Coaches are agents of change, helping clients get from where they are to where they want to go. One of the many ways they do this is through visioning—a clear, mental picture of the future. This “ideal future” is more than a dream; it’s a reality that does not yet exist. Because visions can easily fade or die, a coach’s role is “holding” the vision for the client as he or she moves toward it.
While visioning is always an important component of coaching, it is even more so in the early stages of the coaching relationship. Without it, clients become stuck. A vision draws the client forward and allows him or her to identify and take practical, strategic steps to reach their goal.
Asking Powerful Questions
Powerful questions that foster visioning include:
- What will make your life more fulfilling?
- What intentional choices can you make to move toward your ideal future?
- How will you be different if you achieve your goal?
- What will it mean for you and your loved ones?
- What will your day-to-day life look like when you are living out your vision?

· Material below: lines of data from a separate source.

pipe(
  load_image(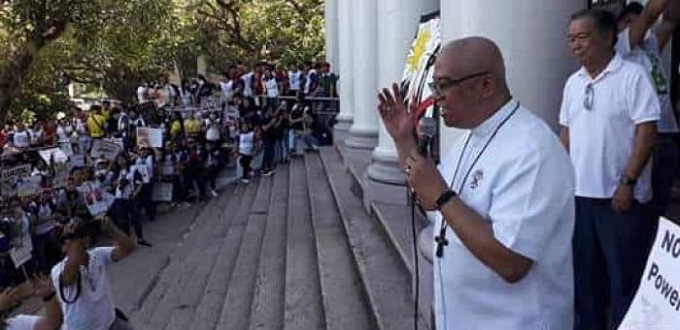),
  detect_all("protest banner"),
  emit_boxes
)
[151,182,172,202]
[0,164,31,197]
[137,127,163,148]
[90,140,122,161]
[68,154,85,169]
[618,217,680,330]
[52,163,69,188]
[59,142,73,157]
[17,176,42,197]
[78,181,115,217]
[104,138,125,149]
[9,233,33,269]
[38,147,68,164]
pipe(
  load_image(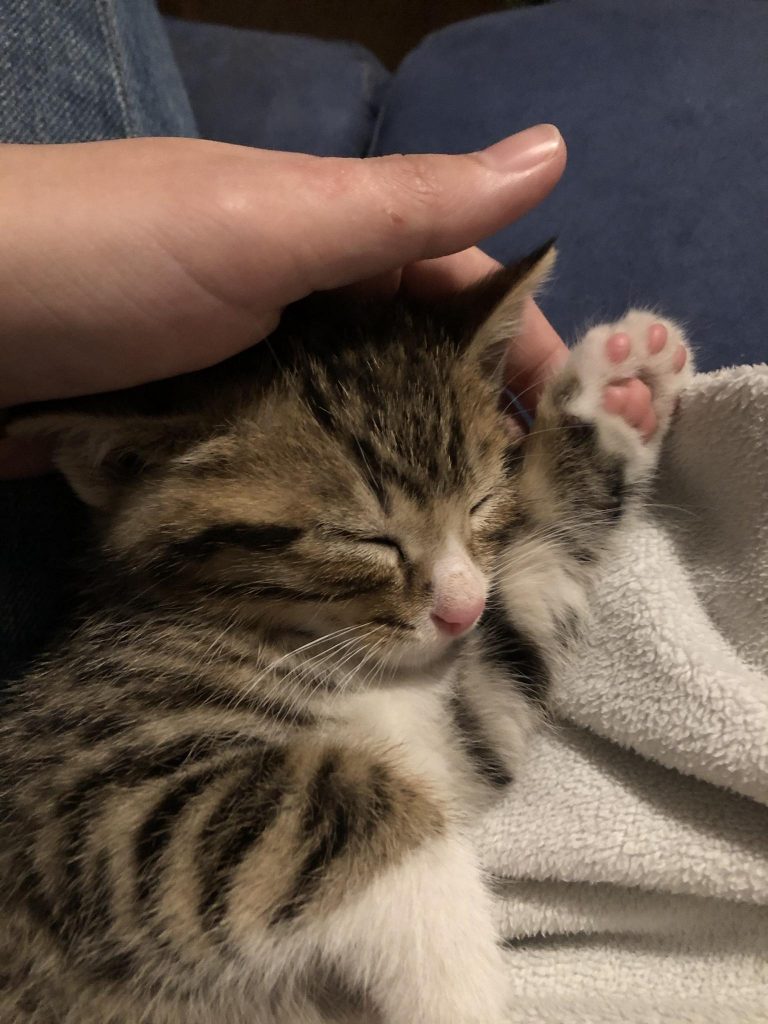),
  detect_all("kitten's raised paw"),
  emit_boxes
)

- How will you feel? Act? Think?
Questions like these help clients see beyond the present, move out of their comfort zone, and see opportunities and potential. A coach can also use a positive approach to visioning with such questions as:
- If you woke up one day and solved your problem, what would be different?
- If you had all the money and time you needed to pursue your dreams, and no problems or obstacles blocked your path, what would you do?
This approach helps people to get a clear picture of what life would be like if they achieved their goal or lived out their vision.
Examining Potential Regrets
Still another approach to visioning examines regrets, allowing people to consider the cost of not living out their “ideal.” Questions using this approach might look like these:
- What would life or the future be like if you fail to reach your goal?
- What price will you pay for NOT taking this step?
- If you choose not to move toward your vision, what will your life look like in one year? Five?
- If you came to the end of your life and never realized this dream, how would you feel?
Questions that help people realize potential regrets, sometimes gives them the internal motivation they need to move ahead.
Sometimes, when clients feel stuck and unable to move forward, a coach invites them to act “as-if” the desired change has already happened, visualizing their lives in this imagined future. As clients imagine the possibilities and reflect on their preferred future, they often see clearly what they need to do to make it happen.
Visioning questions like these can help your clients discern where God is leading them, sort their thoughts, and set clear goals for the future.
As a coach, you play a significant role in your clients’ lives, helping them bridge the gap from where they are now to where God would have them be by asking powerful questions and supporting them as they take specific steps toward their God-ordained future.
How can you help your clients clarify and realize their vision?